In Norfolk County Council v Durrant  EWHC 3590 (QB) the local authority argued that the Recorder failed to ask herself what difference any breaches she found had made, in the light of what was known at the time and the safety measures and strategies there were already in place.
Norfolk said, correctly according to Mrs Justice Foster, that there was no actual finding on the question of causation in the judgment and argued no consideration or conclusion upon it might be inferred from the terms of the judgment.
The council argued that, properly applying the law, the evidence did not support a finding of negligence against it. No act or omission of Norfolk could be said to be causative of the injury to Ms Durrant, whether directly or indirectly.
In addition to the failure to make findings on causation the local authority said the Recorder also made two unsustainable factual findings namely:
a. That there were other relevant incidents or concerns at the time that were not recorded or reported, and this resulted in
b.

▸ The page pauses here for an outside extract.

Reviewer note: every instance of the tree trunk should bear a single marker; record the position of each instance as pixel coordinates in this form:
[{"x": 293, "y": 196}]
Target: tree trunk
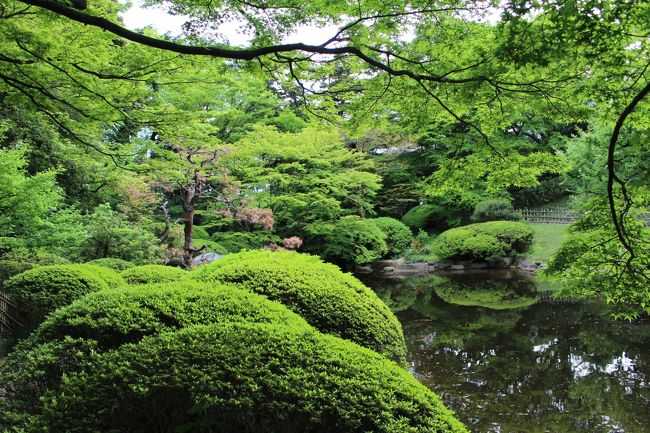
[{"x": 188, "y": 209}]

A failure to provide an overall risk assessment
The respondent accepted that no actual finding of causation was made by the judge but invited the High Court to infer from the judge's reasoning read as a whole that that was what the judge must have found.
Norfolk said the judge's reasoning could not stand and invited the High Court to analyse the materials set out by the judge for itself and reach what it argued was the inevitable conclusion that the claimant's case must fail.
The respondent claimant was also content for the High Court to reach its own conclusions on causation, and, if it were to accede to the appellant's submissions, Ms Durrant did not ask for a retrial.
Mrs Justice Rogers had held the defendant liable but found contributory negligence of 40% on the part of the claimant.
Mrs Justice Foster allowed Norfolk’s appeal.
The council had argued that it was difficult to discern the Recorder’s reasoning, her analysis of the chronology of events, and her conclusions as to whether failures were culpable and caused the loss complained of. “I regret that I am constrained to agree,” the High Court judge said.
She added that, “regrettably”, she could not “find cogent reasoning or a conclusion as to causation”.
Mrs Justice Foster said she had come “to the clear conclusion” it was impossible logically to spell out a finding that any of the failures found were breaches of Norfolk's obligations to Ms Durrant or that such caused the damage whether directly or indirectly suffered by the claimant.
“Furthermore, assessing the facts as they emerge from the judgment, I have formed the clear view that even were a coherent finding of negligence discoverable, it would be a conclusion that was not supportable on the evidence.”
She added: “In my judgement, the Judge did not address her mind to the requirement for such faults and problems as she found in the school's systems as operated to be causative of the loss, even if indirectly.” (judge's emphasis)
In the circumstances the judge did not need formally to decide whether the Recorder’s two findings of fact were unsustainable. However, were it necessary to do so, she would have quashed those findings.